During the Libyan Civil War, India abstained from voting on the UN Security Council's Resolutions 1970 and 1973 that authorised NATO action in Libya. In Lok Sabha, resolution was uniamously adopted to condemn NATO's military intervention in Libya. Indian prime minister Manmohan Singh had also criticized the West for the use of force to enforce regime change in a speech at the UN in September 2011. India was silent over the killing of Gaddafi. Although India was among the last few countries to recognise the Libyan National Transitional Council, it agreed to work with the council to help rebuild Libya.
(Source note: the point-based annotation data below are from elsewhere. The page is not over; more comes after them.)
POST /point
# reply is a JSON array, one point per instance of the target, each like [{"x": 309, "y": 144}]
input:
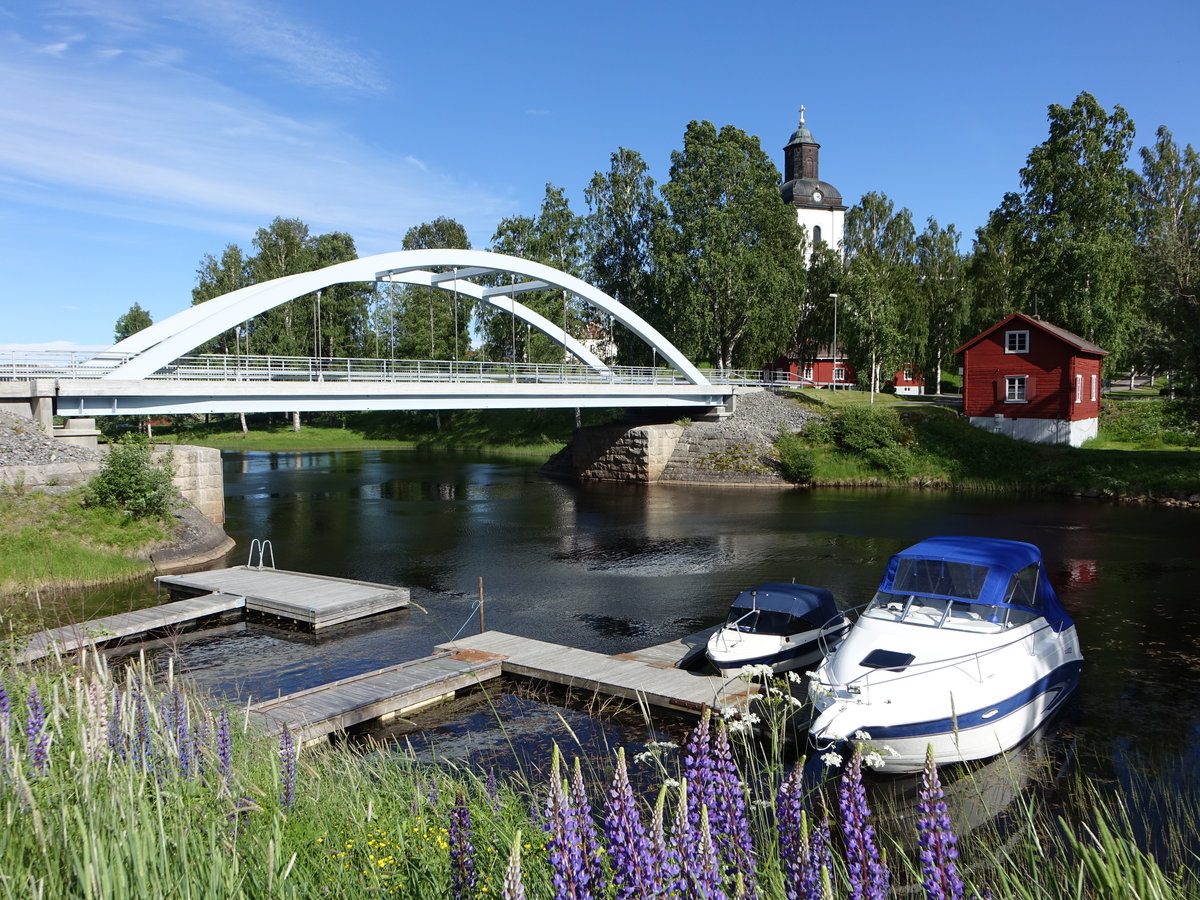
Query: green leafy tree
[
  {"x": 623, "y": 210},
  {"x": 942, "y": 299},
  {"x": 1169, "y": 237},
  {"x": 131, "y": 323},
  {"x": 216, "y": 277},
  {"x": 430, "y": 323},
  {"x": 553, "y": 238},
  {"x": 882, "y": 328},
  {"x": 132, "y": 481},
  {"x": 730, "y": 255},
  {"x": 1072, "y": 226}
]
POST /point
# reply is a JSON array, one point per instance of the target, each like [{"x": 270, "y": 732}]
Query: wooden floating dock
[
  {"x": 154, "y": 619},
  {"x": 316, "y": 600},
  {"x": 653, "y": 679},
  {"x": 318, "y": 712}
]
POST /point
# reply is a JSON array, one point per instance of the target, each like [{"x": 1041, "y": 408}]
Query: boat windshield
[
  {"x": 766, "y": 622},
  {"x": 946, "y": 613}
]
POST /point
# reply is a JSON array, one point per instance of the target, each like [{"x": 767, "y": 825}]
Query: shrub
[
  {"x": 861, "y": 429},
  {"x": 130, "y": 480},
  {"x": 796, "y": 461}
]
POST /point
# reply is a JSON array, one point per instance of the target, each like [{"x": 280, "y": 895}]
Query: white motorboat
[
  {"x": 781, "y": 625},
  {"x": 965, "y": 647}
]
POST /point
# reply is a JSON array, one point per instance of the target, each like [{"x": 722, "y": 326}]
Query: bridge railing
[{"x": 28, "y": 365}]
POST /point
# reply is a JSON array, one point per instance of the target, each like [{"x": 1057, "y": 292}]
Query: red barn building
[{"x": 1032, "y": 381}]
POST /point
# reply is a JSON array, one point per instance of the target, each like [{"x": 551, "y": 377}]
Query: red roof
[{"x": 1036, "y": 322}]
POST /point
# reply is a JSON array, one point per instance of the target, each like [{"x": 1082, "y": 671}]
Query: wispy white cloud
[{"x": 113, "y": 133}]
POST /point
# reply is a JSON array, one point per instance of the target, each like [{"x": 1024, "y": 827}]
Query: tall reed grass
[{"x": 115, "y": 786}]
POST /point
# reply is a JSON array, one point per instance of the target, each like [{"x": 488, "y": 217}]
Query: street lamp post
[{"x": 834, "y": 373}]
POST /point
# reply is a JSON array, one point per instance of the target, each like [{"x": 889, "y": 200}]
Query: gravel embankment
[{"x": 22, "y": 443}]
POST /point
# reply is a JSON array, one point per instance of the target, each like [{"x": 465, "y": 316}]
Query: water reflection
[{"x": 612, "y": 568}]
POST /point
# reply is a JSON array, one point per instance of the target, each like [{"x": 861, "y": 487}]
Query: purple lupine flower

India resent an ambassador to Tripoli in July 2012 having shut its mission in Tripoli in 2011.

Libya's former Prime Minister Ali Zidan is an alumnus of the Jawaharlal Nehru University, Delhi and a career diplomat who had served in India in the late 1970s, while the president, Mohammad Yousef Al-Magarief, was Libya's ambassador to India during 1978-81.

== Indians in Libya ==
At the time of the Libyan Revolution, there were 18,000 Indians in Libya. Across Libya Indians are respected as a disciplined workforce and Indian doctors and teachers are acknowledged as the best in the country. India dispatched two naval ships the INS Mysore and INS Jalashwa to ferry Indians from Libya to Egypt and Malta after the beginning of hostilities between the rebels and Gaddafi's forces and was allowed to operate nearly 50 Air India evacuation flights from Tripoli. While most of them left during the conflict, a few hundred stayed back mainly working in Libyan universities and hospitals. Following the end of hostilities in Libya and the formation of a new government there, India partially lifted its ban on emigration of Indians to Libya in June 2012.

== Economic relations ==
Trade between Libya and India amounted to $1.35 billion in 2012-13, with the balance of trade heavily in favour of Libya. Indian exports to Libya stood at $144 million while its imports were valued at $1.2 billion. Indian public sector companies like BHEL, Indian Oil Corporation, Oil India and ONGC Videsh are involved in Libya's hydrocarbon sector and private companies like i-Flex Solutions, Punj Lloyd, Unitech and Sun Pharma are present in Libya and have executed projects there. Since the 1980s, Indian companies have undertaken several infrastructural projects relating to the construction of hospitals, power plants, airports, dams and transmission lines in Libya. Although Libya is an oil rich country, India imports only a minuscule proportion of its oil from Libya. Indians however are an important part of the workforce in the construction and petroleum sectors and their remittances to India are significant.

== Technical Cooperation ==
India has been extending scholarships and training Libyan personnel under its Indian Technical and Economic Cooperation Programme, the Indian Council for Cultural Relations (ICCR) and under the India-Africa Summit Program. Libya has been linked to the Pan-African e-Network project being undertaken by India. Libya and the Election Commission of India have signed an agreement for sharing expertise and the training of personnel in Libya in the conduct of elections. Following the Libyan Civil War, the Government of India gifted 1000 Jaipur Foot artificial limbs to injured Libyans and has proposed the establishment of an Indo-Libyan Prosthetics Center and Vocational Training and Research Centers in Libya. India also provided the Libyan National Transitional Council (NTC) with a humanitarian assistance of $1 million and provided it with another $1 million worth of essential drugs.

== Embassy of India, Tripoli ==
The Embassy of India in Tripoli is a diplomatic mission of the Republic of India to Libya. Embassy is temporarily relocated to Tunisia due to fragile political and security situation in Libya.

India established resident diplomatic mission in 1969. Embassy operations shifted to Tunisia in 2011 after the fall of Muammar Gaddafi. Embassy in Tripoli maintains presence through staff on rotation. India is trying to re-establish full-time resident embassy in Tripoli. Embassy of India, Tunis looks after affairs related to Libya.

Scholarships are offered by the embassy to local nationals to study in India.